The 339 page report made a number of recommendations that reflect the current class action landscape where shareholder claims have come to dominate the number of class actions commenced and also the role that third-party litigation funders play in funding such actions. The terms of reference of the inquiry required a focus on the adequate regulation of conflicts of interest between litigation funders, lawyers and plaintiffs, the desirability of imposing prudential requirements on litigation funders and the adequacy of regulation around the costs charged by solicitors in funded litigation.

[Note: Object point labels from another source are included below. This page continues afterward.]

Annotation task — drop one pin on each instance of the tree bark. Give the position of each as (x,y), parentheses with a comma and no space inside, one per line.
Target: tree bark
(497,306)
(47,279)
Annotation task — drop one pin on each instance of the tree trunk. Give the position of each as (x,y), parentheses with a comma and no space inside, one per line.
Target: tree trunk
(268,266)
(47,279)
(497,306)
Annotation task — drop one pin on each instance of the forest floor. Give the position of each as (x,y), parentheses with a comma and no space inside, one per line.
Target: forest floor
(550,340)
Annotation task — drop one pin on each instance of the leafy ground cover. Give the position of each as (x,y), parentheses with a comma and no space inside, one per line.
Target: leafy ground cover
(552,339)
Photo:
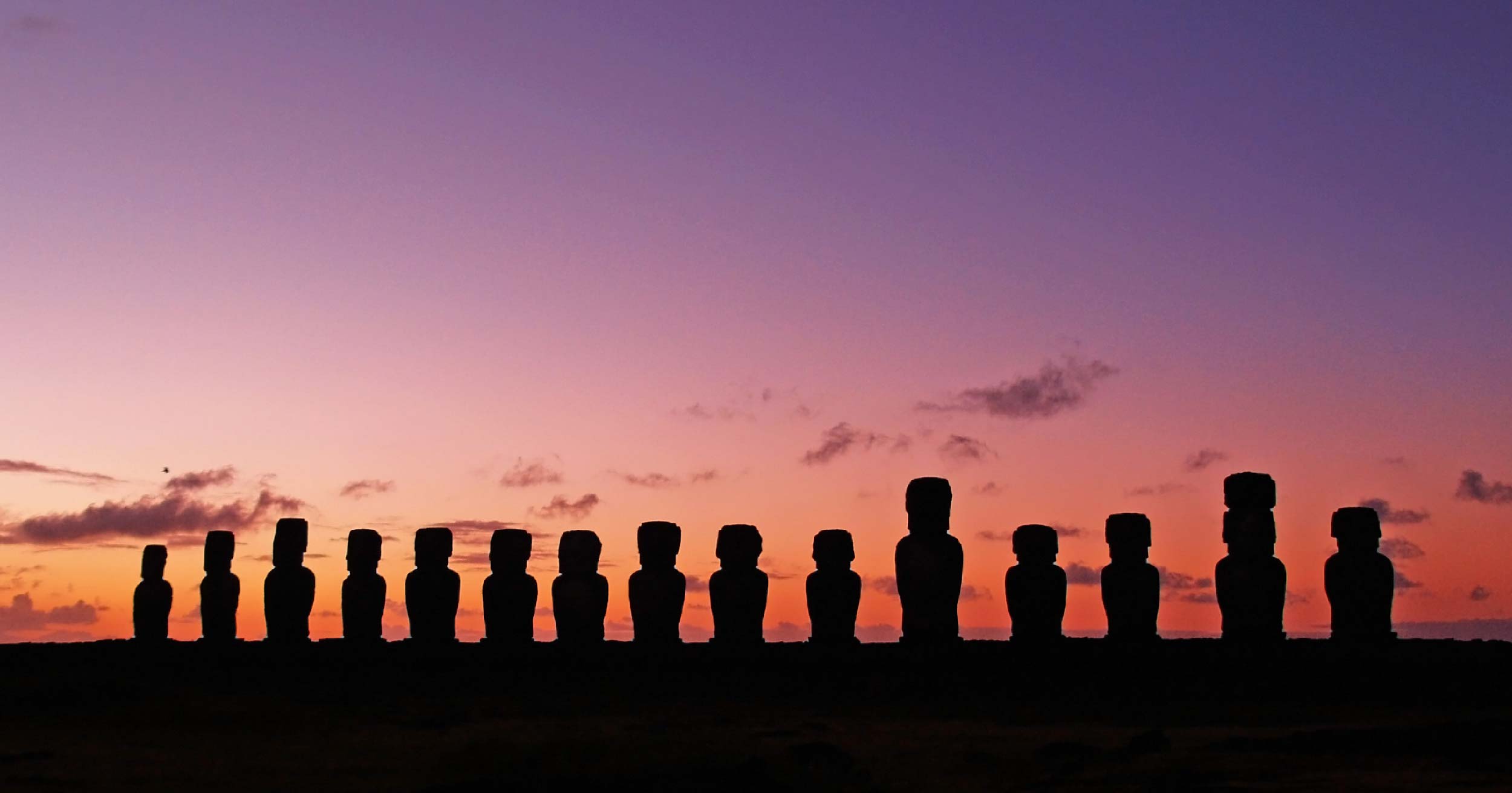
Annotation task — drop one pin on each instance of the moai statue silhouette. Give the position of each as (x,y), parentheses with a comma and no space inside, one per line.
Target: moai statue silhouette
(509,592)
(431,589)
(833,589)
(220,589)
(1130,583)
(738,591)
(1036,585)
(153,597)
(579,595)
(929,564)
(1251,582)
(1358,579)
(658,589)
(289,588)
(363,592)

The report contains a number of recommendations that deal with much of the uncertainty that has arisen with the class action regime in recent years:

  • the Federal Court (the Court) should have exclusive jurisdiction for shareholder class action matters;
  • class actions must be initiated as open class, thereby enabling all victims of the civil wrong to participate, however, criteria is to be provided where it is appropriate for the Court to order class closure;
  • aligned to the above recommendation, the Court be provided with power to make common fund orders where all class members share in the cost of the claim;
  • the Court be given power to resolve competing class actions to ensure wherever possible there is a single class action to litigate a claim;
  • while the ALRC has not recommended the licensing of litigation funders, it has recommended that they be required to report annually to ASIC on their compliance with the requirement to implement adequate practices and procedures to manage conflicts of interest;
  • in addition to the above, some of the other recommendations enable the Court to take greater supervision of litigation funders;
  • there be a statutory presumption that litigation funders will provide security for costs;
  • the Court has powers to award costs against third-party litigation funders and insurers directly;
  • third party litigation funding agreements are subject to the approval of the Court, who also has powers to reject, vary or amend the terms of such agreements.  In addition, such agreements are required to provide for a complete indemnity against an adverse costs order;
  • solicitors acting for the representative plaintiff should be allowed to enter into ‘percentage-based fee arrangements’ (contingency fees) subject to the approval of the Court, however, such arrangements would be subject to a presumption that the solicitors would provide security for costs;
  • there be specialist accreditation for class action lawyers overseen by the Law Council of Australia;
  • solicitors and law firms be prohibited from acting in a matter where the matter is being funded by a litigation funder that they have a financial interest in; and
  • potential class members be provided with details of any conflicts of interests by legal representatives.

Importantly, the ALRC has also recommended that a review be undertaken of the economic impact of the operation, enforcement and effects of the continuous disclosure obligations and misleading and deceptive conduct laws having noted similar regimes in other jurisdictions.

It is now up to the government to decide whether it will introduce any of these recommendations prior to the upcoming Federal Election.